Aber in ihren Arbeiten ist darüber hinaus das Primärschema der Spielvorlage stets noch deutlich erkennbar. So sieht sie die „Tristan“-Handlung im Lichte Randle McMurphys: Die radikal in die Gegenwart versetzte Liebesbeziehung wird – entgegen allen Widerständen jener, die es besser zu wissen glauben, wie Brangäne und Kurwenal –leidenschaftlicher ausgelebt als je zuvor. Da sind Todes- und Liebestrank (wie erstmals bei Wieland Wagner) nicht mehr erforderlich, um eine der ungewöhnlichsten Liebesbeziehungen zu definieren, aber hier wird es für den Zuschauer überdeutlich gemacht: Mit voller Absicht verschütten die Beiden den Trank und zerreißen den Hochzeitsschleier ebenso symbolisch wie als einen Akt der Provokation gegen die durch König Marke und seine gelbe Mannschaft verkörperte Staatsgewalt.

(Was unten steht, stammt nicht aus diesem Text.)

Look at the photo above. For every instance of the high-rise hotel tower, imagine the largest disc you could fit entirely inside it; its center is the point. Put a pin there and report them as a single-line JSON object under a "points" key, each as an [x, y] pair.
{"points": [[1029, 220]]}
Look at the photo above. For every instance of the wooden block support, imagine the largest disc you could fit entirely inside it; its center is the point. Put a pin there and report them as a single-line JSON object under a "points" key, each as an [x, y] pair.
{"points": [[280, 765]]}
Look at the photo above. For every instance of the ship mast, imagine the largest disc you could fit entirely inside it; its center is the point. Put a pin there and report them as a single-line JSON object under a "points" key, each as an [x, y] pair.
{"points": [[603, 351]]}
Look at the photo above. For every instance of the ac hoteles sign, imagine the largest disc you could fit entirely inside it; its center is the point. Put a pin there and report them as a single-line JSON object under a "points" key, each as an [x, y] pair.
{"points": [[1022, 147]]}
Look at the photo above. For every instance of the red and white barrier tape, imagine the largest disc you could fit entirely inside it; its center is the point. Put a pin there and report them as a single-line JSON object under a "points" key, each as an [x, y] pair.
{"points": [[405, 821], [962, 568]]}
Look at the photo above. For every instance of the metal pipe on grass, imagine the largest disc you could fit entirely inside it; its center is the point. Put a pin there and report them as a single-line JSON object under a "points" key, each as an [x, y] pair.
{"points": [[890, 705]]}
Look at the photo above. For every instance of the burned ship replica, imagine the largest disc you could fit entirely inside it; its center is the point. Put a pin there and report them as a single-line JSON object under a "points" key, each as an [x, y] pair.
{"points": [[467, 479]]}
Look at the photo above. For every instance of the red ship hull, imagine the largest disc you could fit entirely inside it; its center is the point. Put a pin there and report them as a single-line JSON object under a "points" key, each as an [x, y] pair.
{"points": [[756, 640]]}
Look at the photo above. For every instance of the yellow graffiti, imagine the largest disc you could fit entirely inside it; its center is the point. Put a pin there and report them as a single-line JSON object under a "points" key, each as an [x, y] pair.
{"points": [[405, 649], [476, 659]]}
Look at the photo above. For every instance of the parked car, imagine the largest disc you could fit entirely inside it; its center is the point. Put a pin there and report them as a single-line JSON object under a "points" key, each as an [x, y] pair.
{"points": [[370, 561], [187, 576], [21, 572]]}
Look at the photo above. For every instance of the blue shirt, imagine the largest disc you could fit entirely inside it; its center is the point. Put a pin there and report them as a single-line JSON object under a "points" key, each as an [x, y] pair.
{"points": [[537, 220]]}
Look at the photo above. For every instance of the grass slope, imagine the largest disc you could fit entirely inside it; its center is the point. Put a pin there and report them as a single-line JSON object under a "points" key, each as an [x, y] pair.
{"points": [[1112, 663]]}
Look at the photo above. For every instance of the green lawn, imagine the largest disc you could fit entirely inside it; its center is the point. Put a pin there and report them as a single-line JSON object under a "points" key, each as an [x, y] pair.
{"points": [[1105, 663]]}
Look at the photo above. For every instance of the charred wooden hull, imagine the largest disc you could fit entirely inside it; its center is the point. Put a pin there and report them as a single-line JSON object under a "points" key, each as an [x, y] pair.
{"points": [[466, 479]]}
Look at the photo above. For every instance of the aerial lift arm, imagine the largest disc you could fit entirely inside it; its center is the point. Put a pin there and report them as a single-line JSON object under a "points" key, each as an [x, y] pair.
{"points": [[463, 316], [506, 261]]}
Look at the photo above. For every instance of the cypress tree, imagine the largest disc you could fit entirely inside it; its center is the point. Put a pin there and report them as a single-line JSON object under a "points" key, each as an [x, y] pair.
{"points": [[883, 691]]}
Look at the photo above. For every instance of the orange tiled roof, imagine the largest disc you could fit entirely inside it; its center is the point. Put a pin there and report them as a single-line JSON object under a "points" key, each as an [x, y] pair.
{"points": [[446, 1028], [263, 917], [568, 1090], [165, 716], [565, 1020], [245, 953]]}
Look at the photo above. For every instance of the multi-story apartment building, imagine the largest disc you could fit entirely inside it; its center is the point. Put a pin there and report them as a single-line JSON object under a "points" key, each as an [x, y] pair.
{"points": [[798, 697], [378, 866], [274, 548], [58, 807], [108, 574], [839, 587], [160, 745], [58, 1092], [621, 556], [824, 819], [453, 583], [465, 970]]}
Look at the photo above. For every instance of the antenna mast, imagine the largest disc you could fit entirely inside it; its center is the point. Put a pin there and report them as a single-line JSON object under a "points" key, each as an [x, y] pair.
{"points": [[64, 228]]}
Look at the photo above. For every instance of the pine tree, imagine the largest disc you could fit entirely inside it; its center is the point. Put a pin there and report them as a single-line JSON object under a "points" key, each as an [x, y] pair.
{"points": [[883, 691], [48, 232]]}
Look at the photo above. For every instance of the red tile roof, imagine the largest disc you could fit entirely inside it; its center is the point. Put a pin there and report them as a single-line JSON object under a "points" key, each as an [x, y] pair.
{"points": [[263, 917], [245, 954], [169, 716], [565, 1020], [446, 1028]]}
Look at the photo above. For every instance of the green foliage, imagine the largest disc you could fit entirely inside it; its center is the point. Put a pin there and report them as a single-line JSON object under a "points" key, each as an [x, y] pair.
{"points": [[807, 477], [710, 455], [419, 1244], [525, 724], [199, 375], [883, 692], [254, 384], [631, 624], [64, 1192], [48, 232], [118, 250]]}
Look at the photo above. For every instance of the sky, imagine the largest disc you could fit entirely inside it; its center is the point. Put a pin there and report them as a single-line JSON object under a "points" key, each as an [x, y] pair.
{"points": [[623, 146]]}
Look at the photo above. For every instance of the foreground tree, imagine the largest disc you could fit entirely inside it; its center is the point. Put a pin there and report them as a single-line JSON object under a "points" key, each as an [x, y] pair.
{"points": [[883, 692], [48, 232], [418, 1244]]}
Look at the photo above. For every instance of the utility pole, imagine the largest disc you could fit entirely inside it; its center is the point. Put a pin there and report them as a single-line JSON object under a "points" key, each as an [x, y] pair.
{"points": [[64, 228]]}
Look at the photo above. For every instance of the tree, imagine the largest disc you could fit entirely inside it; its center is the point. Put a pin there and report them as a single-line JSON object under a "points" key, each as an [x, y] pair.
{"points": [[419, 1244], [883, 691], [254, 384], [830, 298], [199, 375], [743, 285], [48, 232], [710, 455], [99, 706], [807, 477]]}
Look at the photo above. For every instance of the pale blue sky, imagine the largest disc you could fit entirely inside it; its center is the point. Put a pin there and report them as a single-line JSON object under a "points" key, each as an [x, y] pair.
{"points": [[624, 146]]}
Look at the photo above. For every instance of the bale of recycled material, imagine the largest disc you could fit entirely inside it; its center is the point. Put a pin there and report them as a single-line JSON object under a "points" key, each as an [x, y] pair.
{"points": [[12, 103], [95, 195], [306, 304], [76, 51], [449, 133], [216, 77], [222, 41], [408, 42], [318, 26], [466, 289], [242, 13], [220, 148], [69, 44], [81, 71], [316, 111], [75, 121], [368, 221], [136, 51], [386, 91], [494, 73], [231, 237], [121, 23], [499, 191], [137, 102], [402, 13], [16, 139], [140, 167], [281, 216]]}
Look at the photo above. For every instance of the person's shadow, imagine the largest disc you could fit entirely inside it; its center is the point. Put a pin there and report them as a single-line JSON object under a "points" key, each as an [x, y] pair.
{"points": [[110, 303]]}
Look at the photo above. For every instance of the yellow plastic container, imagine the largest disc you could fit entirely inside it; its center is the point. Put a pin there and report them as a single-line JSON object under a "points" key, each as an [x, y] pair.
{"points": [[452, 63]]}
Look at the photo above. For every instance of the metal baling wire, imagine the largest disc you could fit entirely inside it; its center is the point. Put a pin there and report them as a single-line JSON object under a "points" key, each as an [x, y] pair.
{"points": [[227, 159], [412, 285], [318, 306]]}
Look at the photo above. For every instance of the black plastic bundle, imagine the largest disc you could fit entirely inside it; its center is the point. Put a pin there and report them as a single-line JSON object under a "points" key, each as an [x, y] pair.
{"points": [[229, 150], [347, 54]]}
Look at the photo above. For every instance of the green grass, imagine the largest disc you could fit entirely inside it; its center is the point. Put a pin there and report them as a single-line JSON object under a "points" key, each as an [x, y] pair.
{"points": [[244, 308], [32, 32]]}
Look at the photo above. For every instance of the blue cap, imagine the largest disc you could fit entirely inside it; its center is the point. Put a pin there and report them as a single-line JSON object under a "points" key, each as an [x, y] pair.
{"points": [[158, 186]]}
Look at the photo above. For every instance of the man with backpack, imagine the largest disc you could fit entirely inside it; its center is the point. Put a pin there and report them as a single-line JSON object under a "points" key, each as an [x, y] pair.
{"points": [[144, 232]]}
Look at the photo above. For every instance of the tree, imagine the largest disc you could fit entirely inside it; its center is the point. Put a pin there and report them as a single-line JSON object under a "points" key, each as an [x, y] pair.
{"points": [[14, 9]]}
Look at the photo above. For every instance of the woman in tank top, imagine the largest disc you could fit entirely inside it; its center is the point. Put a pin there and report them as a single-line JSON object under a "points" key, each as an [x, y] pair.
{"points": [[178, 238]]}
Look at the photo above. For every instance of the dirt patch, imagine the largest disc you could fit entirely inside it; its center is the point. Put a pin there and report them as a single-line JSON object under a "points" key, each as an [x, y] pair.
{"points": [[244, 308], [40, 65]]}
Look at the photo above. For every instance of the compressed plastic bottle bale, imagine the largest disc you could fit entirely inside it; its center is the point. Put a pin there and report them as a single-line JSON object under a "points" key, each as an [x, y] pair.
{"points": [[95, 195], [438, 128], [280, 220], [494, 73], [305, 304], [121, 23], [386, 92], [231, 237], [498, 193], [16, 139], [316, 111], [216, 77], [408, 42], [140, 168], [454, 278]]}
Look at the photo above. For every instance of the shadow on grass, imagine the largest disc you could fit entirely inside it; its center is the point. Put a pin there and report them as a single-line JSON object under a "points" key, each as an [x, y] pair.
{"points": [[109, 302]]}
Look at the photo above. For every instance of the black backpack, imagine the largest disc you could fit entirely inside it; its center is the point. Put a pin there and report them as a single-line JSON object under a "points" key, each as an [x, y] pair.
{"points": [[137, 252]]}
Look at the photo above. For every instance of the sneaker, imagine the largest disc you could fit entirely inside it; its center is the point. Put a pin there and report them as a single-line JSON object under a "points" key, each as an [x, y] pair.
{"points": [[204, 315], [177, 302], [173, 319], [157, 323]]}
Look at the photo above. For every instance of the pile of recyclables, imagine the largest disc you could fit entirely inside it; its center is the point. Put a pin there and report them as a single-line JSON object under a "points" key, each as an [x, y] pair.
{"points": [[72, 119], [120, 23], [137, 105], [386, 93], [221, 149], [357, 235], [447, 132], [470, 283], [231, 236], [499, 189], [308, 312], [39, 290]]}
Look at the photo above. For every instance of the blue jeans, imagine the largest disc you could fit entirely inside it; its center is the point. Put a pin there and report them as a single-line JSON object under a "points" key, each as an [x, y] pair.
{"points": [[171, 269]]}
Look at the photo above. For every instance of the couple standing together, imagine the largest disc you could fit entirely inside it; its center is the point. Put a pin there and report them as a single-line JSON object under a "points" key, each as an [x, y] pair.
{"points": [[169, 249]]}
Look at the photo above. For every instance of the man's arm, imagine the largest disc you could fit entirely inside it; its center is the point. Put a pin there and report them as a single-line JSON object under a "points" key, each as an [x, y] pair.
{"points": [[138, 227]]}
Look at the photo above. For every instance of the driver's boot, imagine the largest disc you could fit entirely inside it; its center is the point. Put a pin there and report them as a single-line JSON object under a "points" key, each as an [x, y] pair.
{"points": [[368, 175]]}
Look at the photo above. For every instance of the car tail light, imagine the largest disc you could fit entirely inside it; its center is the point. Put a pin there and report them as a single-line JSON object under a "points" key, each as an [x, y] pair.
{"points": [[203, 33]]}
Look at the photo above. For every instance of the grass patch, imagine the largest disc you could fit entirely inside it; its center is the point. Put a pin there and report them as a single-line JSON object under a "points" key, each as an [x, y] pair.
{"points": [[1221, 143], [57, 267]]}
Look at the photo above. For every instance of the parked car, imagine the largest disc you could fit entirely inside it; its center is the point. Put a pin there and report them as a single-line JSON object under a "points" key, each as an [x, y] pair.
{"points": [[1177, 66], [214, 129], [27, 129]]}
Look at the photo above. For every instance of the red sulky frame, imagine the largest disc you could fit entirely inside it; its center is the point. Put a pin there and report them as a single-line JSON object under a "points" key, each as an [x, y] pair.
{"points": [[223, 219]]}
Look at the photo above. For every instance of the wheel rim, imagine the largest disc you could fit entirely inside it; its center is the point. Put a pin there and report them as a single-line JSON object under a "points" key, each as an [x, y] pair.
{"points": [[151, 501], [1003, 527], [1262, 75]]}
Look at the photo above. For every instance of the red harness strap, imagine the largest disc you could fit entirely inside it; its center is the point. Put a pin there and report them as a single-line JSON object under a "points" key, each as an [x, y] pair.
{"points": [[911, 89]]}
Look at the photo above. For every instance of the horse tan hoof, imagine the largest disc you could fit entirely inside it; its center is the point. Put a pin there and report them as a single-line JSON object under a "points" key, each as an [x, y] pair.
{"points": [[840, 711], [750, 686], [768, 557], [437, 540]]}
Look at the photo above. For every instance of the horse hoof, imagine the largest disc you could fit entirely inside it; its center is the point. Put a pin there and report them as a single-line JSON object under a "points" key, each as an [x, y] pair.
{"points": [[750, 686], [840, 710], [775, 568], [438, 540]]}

Deren Machination ist im Lichte heutiger Erfahrung in der Realität und Umsetzung in (Film-)Kunst um ein Vielfaches brutaler als im 19. und noch zu Ende des 20. Jahrhunderts. Die Versuche des Liebespaares, sich außerhalb dieser Welt zu definieren oder eine eigene Weltordnung der Liebe zu schaffen („selbst dann bin ich die Welt!“) werden im totalen Überwachungsstaat der Sadisten und ihrer Käfige ad Absurdum geführt. Den Liebenden und ihren Vertrauten wird immer wieder die Unmöglichkeit demonstriert, diesem Überwachungssystem zu entfliehen, da alle scheinbaren Fluchttreppen zerbersten. Vor seiner angeordneten Hinrichtung wendet sich Tristan mit verbundenen Augen an Isolde, welche gar nicht mehr zugegen ist, da sie bereits von Marke weggeführt wurde.
Auf solche Weise deutet die Regisseurin mittels zugespitzter Zeichnung von Folter und Inhumanität eine Problemstelle in Wagners Spielvorlage: Jene Frage, warum Isolde nach Tristans tödlicher Verwundung ihm nicht auf die Burg seiner Väter folgt, sondern an Markes Seite als dessen Gemahlin lebt, wird hier durchaus humaner als noch von ihrem Urgroßvater gedeutet, der damit einerseits der Vorlage bei Gottfried von Straßburg folgte, andererseits aber auch aus eigener leidvoller Erfahrung davon ausging, dieses Verhalten zeige eine typisch weibliche Inkonsequenz.
Ähnliches passiert mit Markes großem Monolog, der jenseits von Larmoyanz und Selbstmitleid sich scheinbar an Tristan, hier aber anklagend an Isolde richtet, die von Melot immer wieder an ihren langen Haaren hochgezogen und nicht nur gezwungen wird, den Ausführungen des ungeliebten Gemahls zuzuhören, sondern auch ihn öffentlich oral zu befriedigen. Und Tristan bekommt nicht einmal die Möglichkeit, seinen angekündigten Suicid auszuführen, sondern wird satt dessen vom opportunistischen Ex-Freund Melot (Raimund Nolte) von hinten erstochen.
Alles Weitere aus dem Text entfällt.